Vou lembrar dois textos do evangelho de Mateus. Tente sentir neles o jeito de Jesus se relacionar com a natureza, a lição que ele tirava da observação das criaturas e como a natureza lhe falava de Deus e da vida. Tente encontrar outros textos que revelam o olhar de Jesus sobre a criação de Deus.

Mateus 5,43-48:

43 “Vocês ouviram o que foi dito: ‘Ame o seu próximo, e odeie o seu inimigo! ‘ 44 Eu, porém, lhes digo: amem os seus inimigos, e rezem por aqueles que perseguem vocês! 45 Assim vocês se tornarão filhos do Pai que está no céu, porque ele faz o sol nascer sobre maus e bons, e a chuva cair sobre justos e injustos. 46 Pois, se vocês amam somente aqueles que os amam, que recompensa vocês terão? Os cobradores de impostos não fazem a mesma coisa? 47 E se vocês cumprimentam somente seus irmãos, o que é que vocês fazem de extraordinário? Os pagãos não fazem a mesma coisa? 48 Portanto, sejam perfeitos como é perfeito o Pai de vocês que está no céu.”

Mateus 6,25-34:

25 “Por isso é que eu lhes digo: não fiquem preocupados com a vida, com o que comer; nem com o corpo, com o que vestir. Afinal, a vida não vale mais do que a comida? E o corpo não vale mais do que a roupa?  26 Olhem os pássaros do céu: eles não semeiam, não colhem, nem ajuntam em armazéns. No entanto, o Pai que está no céu os alimenta. Será que vocês não valem mais do que os pássaros? 27 Quem de vocês pode crescer um só centímetro, à custa de se preocupar com isso? 28 E por que vocês ficam preocupados com a roupa? Olhem como crescem os lírios do campo: eles não trabalham nem fiam. 29 Eu, porém, lhes digo: nem o rei Salomão, em toda a sua glória, jamais se vestiu como um deles.  30 Ora, se Deus assim veste a erva do campo, que hoje existe e amanhã é queimada no forno, muito mais ele fará por vocês, gente de pouca fé! 31 Portanto, não fiquem preocupados, dizendo: O que vamos comer? O que vamos beber? O que vamos vestir? 32 Os pagãos é que ficam procurando essas coisas. O Pai de vocês, que está no céu, sabe que vocês precisam de tudo isso.   33 Pelo contrário, em primeiro lugar busquem o Reino de Deus e a sua justiça, e Deus dará a vocês, em acréscimo, todas essas coisas.  34 Portanto, não se preocupem com o dia de amanhã, pois o dia de amanhã terá suas preocupações. Basta a cada dia sua própria dificuldade”.

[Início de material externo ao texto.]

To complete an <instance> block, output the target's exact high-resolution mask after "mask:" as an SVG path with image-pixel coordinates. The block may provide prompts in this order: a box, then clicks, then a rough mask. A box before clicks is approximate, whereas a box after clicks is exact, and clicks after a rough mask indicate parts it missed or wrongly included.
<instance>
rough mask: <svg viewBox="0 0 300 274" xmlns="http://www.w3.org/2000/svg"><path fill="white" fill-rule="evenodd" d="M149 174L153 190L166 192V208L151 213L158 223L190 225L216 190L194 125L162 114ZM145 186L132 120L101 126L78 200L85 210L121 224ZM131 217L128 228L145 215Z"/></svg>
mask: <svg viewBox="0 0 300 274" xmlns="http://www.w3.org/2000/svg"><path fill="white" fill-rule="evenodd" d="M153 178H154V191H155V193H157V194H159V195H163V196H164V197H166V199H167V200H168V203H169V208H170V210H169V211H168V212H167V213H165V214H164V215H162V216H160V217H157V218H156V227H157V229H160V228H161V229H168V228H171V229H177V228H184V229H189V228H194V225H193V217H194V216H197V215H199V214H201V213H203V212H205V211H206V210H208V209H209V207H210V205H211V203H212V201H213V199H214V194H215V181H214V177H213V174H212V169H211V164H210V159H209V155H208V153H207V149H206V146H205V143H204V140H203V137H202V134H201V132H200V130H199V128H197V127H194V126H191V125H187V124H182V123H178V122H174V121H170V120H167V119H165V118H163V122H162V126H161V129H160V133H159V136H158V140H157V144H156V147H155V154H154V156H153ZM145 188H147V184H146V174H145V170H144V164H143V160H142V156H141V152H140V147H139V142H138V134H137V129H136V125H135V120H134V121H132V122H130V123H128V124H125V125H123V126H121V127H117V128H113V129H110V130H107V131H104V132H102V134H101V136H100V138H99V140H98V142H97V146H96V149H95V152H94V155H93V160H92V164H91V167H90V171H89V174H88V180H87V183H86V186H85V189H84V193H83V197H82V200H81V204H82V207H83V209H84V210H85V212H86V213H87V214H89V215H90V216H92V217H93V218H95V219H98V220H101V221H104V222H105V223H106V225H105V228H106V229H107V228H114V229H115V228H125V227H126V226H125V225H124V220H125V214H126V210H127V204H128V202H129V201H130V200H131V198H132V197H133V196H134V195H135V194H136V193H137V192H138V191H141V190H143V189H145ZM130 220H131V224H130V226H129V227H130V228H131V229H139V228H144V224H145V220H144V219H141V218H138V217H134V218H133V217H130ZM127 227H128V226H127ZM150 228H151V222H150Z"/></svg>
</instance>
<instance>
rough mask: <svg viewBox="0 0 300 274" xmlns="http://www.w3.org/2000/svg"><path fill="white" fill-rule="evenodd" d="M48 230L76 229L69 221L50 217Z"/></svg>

Reflexão: O que Jesus, olhando a natureza, aprendeu sobre Deus? Destaque três características.

A origem do olhar de Jesus sobre a Criação de Deus

O olhar de Jesus sobre a Criação de Deus tem suas raízes na história do povo de Deus, descrita no Antigo Testamento, sobretudo na atitude dos profetas do cativeiro da Babilônia. A partir de Jeremias nasceu toda uma maneira nova de olhar a criação de Deus que culminou nas atitudes de Jesus frente aos fenômenos da natureza.

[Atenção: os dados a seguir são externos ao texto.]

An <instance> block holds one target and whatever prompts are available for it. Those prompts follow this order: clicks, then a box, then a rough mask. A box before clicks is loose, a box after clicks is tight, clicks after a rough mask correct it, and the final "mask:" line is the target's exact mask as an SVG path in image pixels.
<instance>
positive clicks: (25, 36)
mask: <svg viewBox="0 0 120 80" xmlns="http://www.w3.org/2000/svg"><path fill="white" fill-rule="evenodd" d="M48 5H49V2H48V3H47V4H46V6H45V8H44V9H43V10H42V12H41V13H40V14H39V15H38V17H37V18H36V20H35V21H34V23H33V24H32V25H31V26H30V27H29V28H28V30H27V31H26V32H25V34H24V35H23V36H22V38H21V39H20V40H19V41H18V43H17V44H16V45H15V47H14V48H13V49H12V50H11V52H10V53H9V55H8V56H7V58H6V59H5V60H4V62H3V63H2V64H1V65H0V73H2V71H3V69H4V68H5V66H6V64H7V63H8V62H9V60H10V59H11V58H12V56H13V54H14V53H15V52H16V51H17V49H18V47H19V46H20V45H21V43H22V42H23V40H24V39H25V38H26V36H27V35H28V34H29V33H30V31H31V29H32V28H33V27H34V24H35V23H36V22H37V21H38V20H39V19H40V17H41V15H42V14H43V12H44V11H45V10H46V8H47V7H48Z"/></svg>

A nova maneira de Jeremias olhar a natureza

Diante do desespero generalizado do cativeiro, Jeremias dizia: “Apesar de toda essa desgraça, temos muito motivo de esperança!”  -“Qual?”  – “O sol vai nascer amanhã!” Jeremias descobre a presença de Deus na natureza. Nabucodonosor pode ser forte, mas ele não pode impedir o nascimento do sol! A certeza do nascer do sol não depende dos poderes deste mundo, nem da nossa observância da lei, mas está impressa na lógica da criação. É pura gratuidade, expressão do bem-querer do Criador. É promessa que não falha. Nós podemos romper com Deus, mas Deus não rompe conosco, pois cada manhã, através da seqüência dos dias e das noites, ele nos fala ao coração e diz: “Como é certo que eu criei o dia e a noite e estabeleci as leis do céu e da terra, também é certo que não rejeitarei a descendência de Javé e de meu servo Davi. Quando essas leis falharem diante de mim – oráculo de Javé – então o povo de Israel também deixará de ser diante de mim uma nação para sempre” (Jr 33,25-26; 31,36).

Esta nova maneira de olhar a natureza modificou os olhos e abriu um novo horizonte. A certeza da presença amorosa de Deus provocou uma busca renovada dos sinais de Deus na natureza: chuvas, plantas, as fases da lua, o sol, as estações do ano, as sementes, etc. Tudo tornou-se sinal da presença gratuita de Deus.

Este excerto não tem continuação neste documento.